The Armenian Cathedral in Paris can be found if you wander away from the hustle and bustle of the Champs Élysées. Situated in the 8th arrondissement of the city, the cathedral was built at the turn of the 20th-century at the behest of a wealthy Armenian businessman who had spent 450,000 francs on the plot of land where the church now resides.
History of the Armenian Church in Paris
Completed in 1904, the ornately carved church is located on Rue Jean-Goujon. Also known as Cathédrale Arménienne Saint Jean-Baptiste, the closest metro station is Franklin Roosevelt.

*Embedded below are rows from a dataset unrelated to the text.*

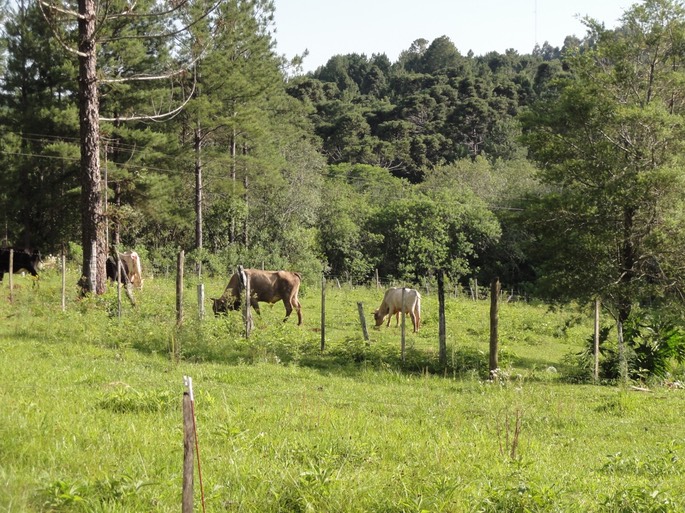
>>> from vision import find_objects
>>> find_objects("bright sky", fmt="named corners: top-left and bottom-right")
top-left (275, 0), bottom-right (638, 72)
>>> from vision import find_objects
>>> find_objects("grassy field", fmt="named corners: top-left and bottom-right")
top-left (0, 274), bottom-right (685, 513)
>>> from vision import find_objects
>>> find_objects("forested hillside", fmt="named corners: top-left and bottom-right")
top-left (0, 0), bottom-right (685, 376)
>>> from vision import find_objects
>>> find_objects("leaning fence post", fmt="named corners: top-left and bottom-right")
top-left (437, 269), bottom-right (447, 367)
top-left (181, 392), bottom-right (195, 513)
top-left (489, 278), bottom-right (500, 379)
top-left (321, 274), bottom-right (326, 352)
top-left (62, 253), bottom-right (67, 312)
top-left (592, 298), bottom-right (600, 381)
top-left (197, 283), bottom-right (205, 320)
top-left (401, 287), bottom-right (407, 363)
top-left (357, 301), bottom-right (369, 343)
top-left (176, 250), bottom-right (185, 326)
top-left (117, 255), bottom-right (121, 319)
top-left (10, 249), bottom-right (14, 303)
top-left (243, 271), bottom-right (252, 338)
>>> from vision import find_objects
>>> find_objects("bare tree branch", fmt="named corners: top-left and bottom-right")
top-left (100, 51), bottom-right (204, 84)
top-left (100, 0), bottom-right (223, 43)
top-left (100, 75), bottom-right (197, 122)
top-left (38, 0), bottom-right (86, 19)
top-left (38, 0), bottom-right (86, 57)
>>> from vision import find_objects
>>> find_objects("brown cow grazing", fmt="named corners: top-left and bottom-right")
top-left (0, 248), bottom-right (40, 281)
top-left (373, 287), bottom-right (421, 333)
top-left (119, 251), bottom-right (143, 290)
top-left (211, 269), bottom-right (302, 325)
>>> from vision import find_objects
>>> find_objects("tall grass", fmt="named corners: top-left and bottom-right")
top-left (0, 275), bottom-right (685, 512)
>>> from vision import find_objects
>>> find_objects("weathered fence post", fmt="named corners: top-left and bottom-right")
top-left (401, 287), bottom-right (407, 363)
top-left (117, 258), bottom-right (121, 319)
top-left (62, 253), bottom-right (67, 312)
top-left (10, 249), bottom-right (14, 303)
top-left (437, 269), bottom-right (447, 367)
top-left (592, 298), bottom-right (600, 381)
top-left (357, 301), bottom-right (369, 343)
top-left (197, 283), bottom-right (205, 320)
top-left (176, 250), bottom-right (185, 326)
top-left (238, 265), bottom-right (253, 338)
top-left (321, 274), bottom-right (326, 352)
top-left (616, 315), bottom-right (628, 386)
top-left (490, 278), bottom-right (500, 379)
top-left (181, 392), bottom-right (195, 513)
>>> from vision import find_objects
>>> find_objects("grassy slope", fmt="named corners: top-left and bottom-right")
top-left (0, 270), bottom-right (685, 512)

The first stone was laid in 1902 when Bishop Kévork Utudjia was on site.
The story goes that at the beginning of the 1900s, an Armenian newspaper asked why there was still no Armenian church in Paris. The result? A man by the name of Alexander Mantachiants who had made his money in oil purchased a plot of land in the 8th arrondissement of Paris.
He hired French architect, Albert Désiré Guilbert, in order to design the place. A couple of years previously, Guilbert had designed nearby La Chapelle Notre-Dame-de-Consolation. Later on, he went to design the Church of Joan of Arc at Versailles, as well as the covered market of Soissons.
In total, the project of the Armenian cathedral in Paris cost well over 1.5 million francs. Today, the church remains one of the most beautiful buildings in the 8th arrondissement of the city and is well worthy of a look if you’re ever walking through the area.
Visit the Armenian Cathedral in Paris
Today, the ecclesiastical building can be found along Rue-Goujon, not far from the memorial to those who died in a terrible Belle Epoque tragedy, the chapel of Notre-Dame-de-Consolation. Other places of interest in the nearby area include Parc Monceau, an 18th-century designated public park complete with follies, as well as Pagoda Paris, a beautiful building which is a break from the normal Haussmannian architecture.